The invention relates to a poultry micro-ecological oral preparation capable of replacing antibiotics and application thereof. The microecological preparation comprises components of lactobacillus plantarum, clostridium butyricum, lactobacillus plantarum culture, protein zinc, vitamins and a carrier. The microecological preparation has remarkable antibacterial and bactericidal effects, can improve immunity and disease resistance of young chicken, especially can prevent and treat colibacillosis and salmonellosis, has no toxic and side effects on young chicken, and does not burden metabolic organs. The micro-ecological oral preparation can promote the development of intestinal mucosa, promote the digestion and absorption of gastrointestinal tracts, integrally improve the health level of the young chicken, successfully pass the brooding period, can replace the traditional antibiotics, can be used as a medicine for opening the young chicken, and has obvious clinical effect.

Description

Poultry micro-ecological oral preparation capable of replacing antibiotics and application thereof
Technical Field
The invention belongs to the technical field of microecological preparations, and particularly relates to a poultry microecological oral preparation capable of replacing antibiotics and application thereof.
Background
With the continuous maturity of the poultry breeding industry, regardless of large-scale breeders or breeding households, the poultry is habitually provided with the starter medicines at the first time after the poultry is hatched, and actually, the starter medicines are not suitable for young poultry and sometimes have toxic and side effects.

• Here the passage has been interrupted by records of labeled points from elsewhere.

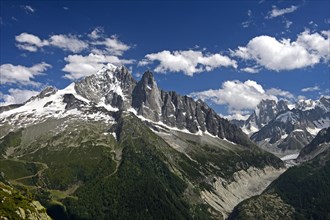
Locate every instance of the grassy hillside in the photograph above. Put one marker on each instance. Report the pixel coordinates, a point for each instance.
(91, 170)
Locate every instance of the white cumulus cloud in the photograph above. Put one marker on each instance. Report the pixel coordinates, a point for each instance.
(275, 12)
(16, 96)
(311, 89)
(79, 66)
(189, 62)
(308, 49)
(240, 96)
(68, 42)
(11, 74)
(32, 43)
(112, 46)
(28, 9)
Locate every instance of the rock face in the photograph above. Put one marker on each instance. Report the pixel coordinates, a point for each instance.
(132, 150)
(266, 111)
(115, 86)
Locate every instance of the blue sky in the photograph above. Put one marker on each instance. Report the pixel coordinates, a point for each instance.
(231, 54)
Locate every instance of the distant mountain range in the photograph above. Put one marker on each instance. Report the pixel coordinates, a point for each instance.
(281, 128)
(109, 147)
(302, 192)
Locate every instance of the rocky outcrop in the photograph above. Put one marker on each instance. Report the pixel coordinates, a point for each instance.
(265, 111)
(290, 130)
(115, 86)
(318, 145)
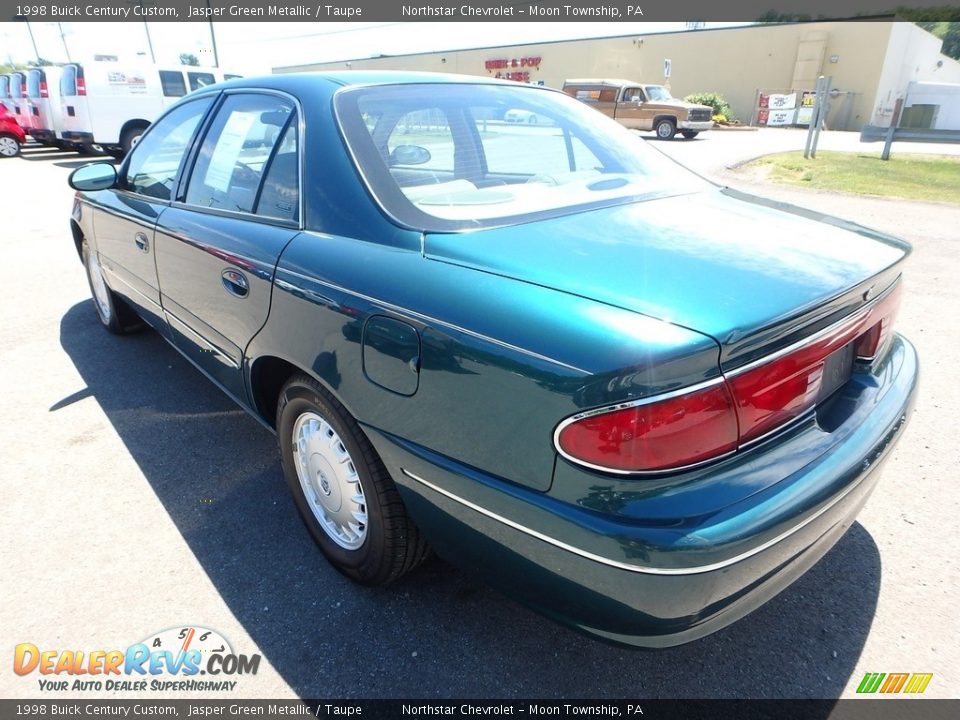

Antibiotic drugs are the most commonly used, most widely used starter drugs and are used by almost every farmer. The use purpose of the medicine is to purify escherichia coli and salmonella, prevent pullorum disease and navel inflammation of young poultry and improve the survival rate. At present, more cephalosporins, enrofloxacin, amoxicillin, lincoln and the like are used, and florfenicol, ofloxacin, ciprofloxacin, norfloxacin, gentamicin, kanamycin and the like are used. Some medicines have good effect when used, such as cephalo-type medicines, have obvious effect on escherichia coli and salmonella and small side effect, but some medicines easily generate toxic and side effect, such as quinolone medicines can damage bones, influence development and even cause paralysis; florfenicol inhibits maternal antibodies and also causes immunosuppression; gentamicin can damage the intestinal villi, kidneys and nervous system. Although the effect of purifying escherichia coli and salmonella by using antibiotic medicines is the most direct and remarkable, care must be taken to pay attention to the types and dosage of the medicines used, because the young poultry have not completely developed, the metabolic capability of organs and tissues of the body is weak, and toxic and side effects are easy to occur. In addition, antibiotic medicines are used as starter medicines, once poultries get ill, the treatment difficulty is increased, more sensitive medicines are needed to be used for playing a role, the cost is increased, the medication difficulty is increased for subsequent breeding, and the risk of drug resistance generation of bacteria is increased in the long term.
Disclosure of Invention
The invention aims to solve the problems in the prior art and provides a poultry micro-ecological oral preparation capable of replacing antibiotics and application thereof.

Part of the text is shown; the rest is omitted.